What the Motor City and the Big Apple Have in Common
Robert Knakal July 30, 2013, 6 a.m.
As we close the page on July, I am grateful that the good folks at The Commercial Observer are once again giving me the month of August off. As much as I enjoy writing this column each week, it is nice to take a bit of a break as I finish my fourth year writing Concrete Thoughts. Congratulations to editor in chief Jotham Sederstrom, publisher Jared Kushner and the entire staff for producing such a well-written and respected publication. It is hard to believe it has been four years already.
As I head into my break, I will leave you with some thoughts on a macro issue that we should all be cognizant of, particularly as we head into local elections later this year. These elections will greatly impact our economy, and therefore our commercial real estate industry. The issue to consider is the many similarities between New York City and Detroit, which filed for bankruptcy protection recently. This filing represents the largest municipal Chapter 9 case in U.S. history.
Yes, I am a huge fan of the Big Apple and think it is truly the greatest city on earth. However, throughout the course of human history, great civilizations, and great cities, have come and gone. To the casual observer, the plight of the Motor City will be blamed on the impact the broader economy has had on the auto industry. Upon deeper investigation, however, we see this is far from the case.
Detroit’s problems stem from decades of a declining population within the middle class, rising crime, political corruption and unending promises made by those corrupt officials to pay public-sector workers retirement benefits the city couldn’t possibly afford to pay.
Today in New York, the most well-off among us are leaving the city due to the tremendous tax burdens we face. This is a logical explanation for lower tax revenue in tandem with rising general population and more jobs today than before the great recession. So far, crime has stayed in check, and there is much credit to go around for this, but it will be a major concern under a new mayor. With regard to crooked politicians, our jails are home to more than our share, and our municipal pension obligations far exceed our capacity to pay them.
For decades, Detroit relied on state and federal handouts to keep its con game going. Bailouts and subsidies are much easier to rely on than doing the hard work of creating a system in which the work force works hard to build superior products and to deliver superior services to customers and residents at compensation levels that are sustainable for those who are working and those who are retired.
Today, it is highly unlikely that bondholders and public-sector retirees will see more than 10 cents on the dollar of the approximately $18 billion the city owes.

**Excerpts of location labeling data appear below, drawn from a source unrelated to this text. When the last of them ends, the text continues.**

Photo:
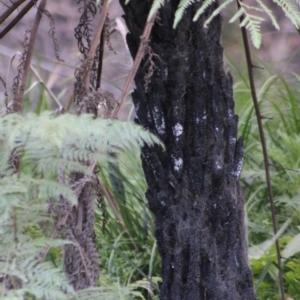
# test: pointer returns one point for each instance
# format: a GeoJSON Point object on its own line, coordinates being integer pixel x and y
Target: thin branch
{"type": "Point", "coordinates": [61, 108]}
{"type": "Point", "coordinates": [115, 207]}
{"type": "Point", "coordinates": [17, 102]}
{"type": "Point", "coordinates": [95, 41]}
{"type": "Point", "coordinates": [250, 67]}
{"type": "Point", "coordinates": [137, 61]}
{"type": "Point", "coordinates": [10, 10]}
{"type": "Point", "coordinates": [20, 15]}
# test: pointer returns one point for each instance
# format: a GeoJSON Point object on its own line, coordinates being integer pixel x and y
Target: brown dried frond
{"type": "Point", "coordinates": [101, 204]}
{"type": "Point", "coordinates": [107, 29]}
{"type": "Point", "coordinates": [99, 102]}
{"type": "Point", "coordinates": [5, 94]}
{"type": "Point", "coordinates": [79, 86]}
{"type": "Point", "coordinates": [149, 63]}
{"type": "Point", "coordinates": [83, 31]}
{"type": "Point", "coordinates": [16, 85]}
{"type": "Point", "coordinates": [52, 34]}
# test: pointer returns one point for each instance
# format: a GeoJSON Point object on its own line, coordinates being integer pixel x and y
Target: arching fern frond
{"type": "Point", "coordinates": [157, 4]}
{"type": "Point", "coordinates": [216, 12]}
{"type": "Point", "coordinates": [291, 10]}
{"type": "Point", "coordinates": [269, 13]}
{"type": "Point", "coordinates": [47, 147]}
{"type": "Point", "coordinates": [182, 6]}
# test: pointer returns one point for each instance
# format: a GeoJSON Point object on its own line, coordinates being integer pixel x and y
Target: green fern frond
{"type": "Point", "coordinates": [269, 13]}
{"type": "Point", "coordinates": [291, 10]}
{"type": "Point", "coordinates": [215, 12]}
{"type": "Point", "coordinates": [157, 4]}
{"type": "Point", "coordinates": [182, 6]}
{"type": "Point", "coordinates": [253, 24]}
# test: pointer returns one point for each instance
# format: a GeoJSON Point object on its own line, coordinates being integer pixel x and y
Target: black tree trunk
{"type": "Point", "coordinates": [193, 187]}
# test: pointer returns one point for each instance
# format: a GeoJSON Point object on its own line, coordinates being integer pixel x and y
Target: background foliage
{"type": "Point", "coordinates": [129, 260]}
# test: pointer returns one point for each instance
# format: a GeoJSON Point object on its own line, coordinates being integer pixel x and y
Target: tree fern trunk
{"type": "Point", "coordinates": [193, 187]}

In its filing, Detroit included sacred general-obligation bonds and pensions among the items it does not want to pay. This will likely impact the comfort level of bondholders and public-sector workers nationwide.
New York is about 12 times larger than Detroit, but even after adjusting for this difference, we have larger problems in some areas than it does. Detroit owes retirees $5.7 billion in health care costs. New York owes $88.2 billion, $20 billion more than Detroit after adjusting for size. Detroit owes $3.5 billion in unfunded pension obligations. New York has about $70 billion, $28 billion more. Our bondholder debt is not as bad relative to Detroit’s, but we still owe $77.3 billion. Detroit has its hands tied, as about one-third of its annual revenue is spent on health retirement benefits and debt. New York City’s ratio is one-third as well.

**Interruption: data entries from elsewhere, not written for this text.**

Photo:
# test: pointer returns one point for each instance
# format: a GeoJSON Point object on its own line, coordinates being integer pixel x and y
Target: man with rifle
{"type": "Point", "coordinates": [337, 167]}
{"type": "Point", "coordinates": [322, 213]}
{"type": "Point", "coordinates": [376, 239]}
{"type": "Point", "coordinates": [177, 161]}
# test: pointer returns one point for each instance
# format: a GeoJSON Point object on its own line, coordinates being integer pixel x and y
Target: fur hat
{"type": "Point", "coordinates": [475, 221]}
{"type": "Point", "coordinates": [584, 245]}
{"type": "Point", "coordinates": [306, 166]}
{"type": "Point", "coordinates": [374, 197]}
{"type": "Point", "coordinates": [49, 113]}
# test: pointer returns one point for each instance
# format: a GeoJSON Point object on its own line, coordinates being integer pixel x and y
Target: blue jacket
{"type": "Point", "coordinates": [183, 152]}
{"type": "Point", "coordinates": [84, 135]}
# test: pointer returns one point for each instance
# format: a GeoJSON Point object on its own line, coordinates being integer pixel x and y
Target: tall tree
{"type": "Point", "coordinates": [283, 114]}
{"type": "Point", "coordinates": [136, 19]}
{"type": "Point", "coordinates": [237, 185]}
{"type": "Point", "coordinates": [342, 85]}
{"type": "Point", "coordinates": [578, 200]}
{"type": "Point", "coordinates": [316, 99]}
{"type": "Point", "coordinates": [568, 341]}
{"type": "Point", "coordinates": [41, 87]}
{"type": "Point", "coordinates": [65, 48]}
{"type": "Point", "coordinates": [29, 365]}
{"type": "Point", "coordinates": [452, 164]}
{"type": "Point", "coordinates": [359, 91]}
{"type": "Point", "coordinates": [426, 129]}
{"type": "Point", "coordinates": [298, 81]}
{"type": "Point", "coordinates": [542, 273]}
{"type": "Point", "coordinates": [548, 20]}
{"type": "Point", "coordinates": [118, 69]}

Clearly, New York has much more going for it than Detroit, in numerous ways, but tremendous lessons can be learned here. So when you speak to candidates running for office, ask them how they are going to deal with our astronomical taxes that are driving our biggest taxpayers out, how they are going to keep a lid on crime, how they are going to root out corruption and fraud among other elected officials and how they are going to deal with promises to pay municipal workers (while seeking their endorsements and financial support) that they know they can’t possibly keep. The answers could tell you a lot about how our commercial real estate market will be impacted if they are elected.